Below is a brief explanation of the phases in stock investment to guide you in timing the stock market.
Buying Cheap at the Accumulation Phase
When a market hits bottom, some investors start to sell their holdings fearing a dark future ahead. The result is a drop in stock values consistent with a low demand. But when stock prices are, rest assured that a couple of investors and experienced traders will begin to buy. This defines the accumulation phase. From negatives, buyers who are attracted to low stock prices will gradually pull up the market and it moves from negative to neutral.
Following Suit at the Mark-up Phase
Once the market becomes stable, it begins to look good again. After observing that the market is having higher highs, more people invest in these stocks up until the phase matures. Many will follow suit wanting a piece of what seems to be a good pie. All this movement is leading towards a bubble. The market reaches a climax but soon enough the prices will drop again. In timing the stock market, it is said that what goes up must come down.
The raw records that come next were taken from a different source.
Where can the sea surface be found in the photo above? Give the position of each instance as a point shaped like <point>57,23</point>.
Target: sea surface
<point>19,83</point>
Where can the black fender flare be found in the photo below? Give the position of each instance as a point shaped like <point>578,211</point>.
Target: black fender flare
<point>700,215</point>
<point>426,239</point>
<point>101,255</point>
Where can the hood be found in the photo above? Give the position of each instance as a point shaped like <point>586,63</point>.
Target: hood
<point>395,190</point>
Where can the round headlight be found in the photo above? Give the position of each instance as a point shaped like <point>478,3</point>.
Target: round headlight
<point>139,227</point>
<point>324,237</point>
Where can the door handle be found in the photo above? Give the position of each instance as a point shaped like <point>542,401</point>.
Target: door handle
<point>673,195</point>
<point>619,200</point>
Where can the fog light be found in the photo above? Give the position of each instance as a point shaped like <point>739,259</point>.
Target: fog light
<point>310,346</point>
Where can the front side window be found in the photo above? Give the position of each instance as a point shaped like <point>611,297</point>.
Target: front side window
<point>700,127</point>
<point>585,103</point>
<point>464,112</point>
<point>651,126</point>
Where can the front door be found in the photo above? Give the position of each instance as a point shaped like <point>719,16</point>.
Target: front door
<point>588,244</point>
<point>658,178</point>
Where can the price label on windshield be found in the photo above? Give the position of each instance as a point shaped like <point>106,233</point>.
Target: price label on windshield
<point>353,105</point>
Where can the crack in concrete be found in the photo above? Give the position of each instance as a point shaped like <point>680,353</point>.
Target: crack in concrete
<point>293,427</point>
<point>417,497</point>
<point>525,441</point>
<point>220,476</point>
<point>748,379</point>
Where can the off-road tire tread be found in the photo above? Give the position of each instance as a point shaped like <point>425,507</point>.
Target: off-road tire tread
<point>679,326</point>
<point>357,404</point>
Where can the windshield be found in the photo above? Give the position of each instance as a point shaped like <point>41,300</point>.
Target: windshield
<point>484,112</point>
Mixed Emotions in the Distribution Phase
The Distribution Phase is characterized by mixed emotions. Investors, uncertain as to how to proceed, may find themselves gripped by fear combined with greed because on occasion the market appears to be taking off again.
The Final Drop at the Mark-Down Phase
The last phase in the cycle is the hardest for those who purchased stocks at the distribution or early mark-down phase. The market is starting to plunge again after having stabilized and risen drastically. Bubbles, which are highs driven solely by investors following upwards trends, won’t be able to sustain prices higher than the actual stock value. At some point, stock prices will go down again until it hits the next phase.
Timing the stock marketmay take years of careful observation and experience. What’s important though is to understand the phases it goes through and be able to identify them as they come. Doing this can lead to great stock market investing returns.